De acordo com informações do Estadão, a eleição deste ano é uma das mais acompanhadas nos últimos tempos devido às dificuldades e interferências judiciais que o processo sofreu. No primeiro turno, por exemplo, os resultados oficiais demoraram mais de duas semanas para certificação. Os partidos que perderam conseguiram que os tribunais solicitassem uma segunda revisão da contagem de votos.
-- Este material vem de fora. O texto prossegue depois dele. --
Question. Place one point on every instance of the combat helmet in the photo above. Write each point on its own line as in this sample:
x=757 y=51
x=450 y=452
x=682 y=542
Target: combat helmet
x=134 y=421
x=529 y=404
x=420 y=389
Na análise de especialistas
À agência de notícias AFP, o analista independente Miguel Ángel Sandoval destacou:
— A vitória de Arévalo significa uma derrota para a velha política, para o governo e para os nostálgicos da Guerra Fria. Um período diferente começa para o nosso país e será necessário uma mobilização para uma transição pacífica.
Para Francisco Rojas, reitor da Universidade para a Paz da Costa Rica, a experiência diplomática e parlamentar dão a Arévalo uma base de conhecimento "para formar uma ampla equipe de governo", o que aumenta a "sua legitimidade".
— Será necessário ver se Sandra Torres reconhece a derrota, mas haverá um período longo antes da posse (em 14 de janeiro de 2024). Serão tempos complexos — acrescentou.
Torres contou com o apoio silencioso de Alejandro Giammattei e de grupos como a elite empresarial aliada ao governo.
Ela lidera a Unidade Nacional da Esperança (UNE), um partido de centro-esquerda que nos últimos anos se inclinou para a direita. À tarde, Torres denunciou "algumas irregularidades" durante a votação. Nos últimos dias, a candidata chegou a questionar o processo de contagem de votos e pediu que a Justiça garantisse a "transparência" do segundo turno. Além disso, denunciou supostas "ações intrusivas" e "racistas" de observadores da União Europeia.
Para o analista político Edgar Ortiz, as declarações da candidata são "infundadas":
— Ela não apresenta provas, apenas faz afirmações sem fundamento, o que basicamente não fortalece o processo.
Embates
Em um país considerado conservador e religioso, Arévalo e Torres descartaram a legalização de casamentos entre pessoas do mesmo sexo ou o aborto, que é permitido apenas em casos de risco para a mãe.
No entanto, Torres, de 67 anos, tentou enfraquecer seu adversário afirmando que ele é ateu — embora seja católico como ela — e que ele deseja legalizar o aborto, uniões entre pessoas do mesmo sexo e drogas. Ela também chamou os seguidores do Semilla, partido do qual Arévalo é líder, de "huecos" (termo pejorativo para se referir a homossexuais).
Ela assegura que Arévalo planeja expropriações e que transformará a Guatemala "em uma Venezuela e em uma Cuba". Arévalo definiu a adversária como "a candidata da mentira e desinformação".
Quem é Bernardo Arévalo
Com 64 anos e sociólogo, Arévalo é filho do primeiro presidente eleito democraticamente na Guatemala, Juan José Arévalo (1945-1951), e promete seguir o caminho do pai com uma agenda social e de mudança forte.
A vitória ampla é atribuída ao fato de ter gerado esperanças de mudança em um país imerso em pobreza, violência e corrupção, fatores que levam milhares de guatemaltecos a migrar a cada ano. Porém, é visto com apreensão pela elite política e empresarial que governa o país e é acusado de corrupção.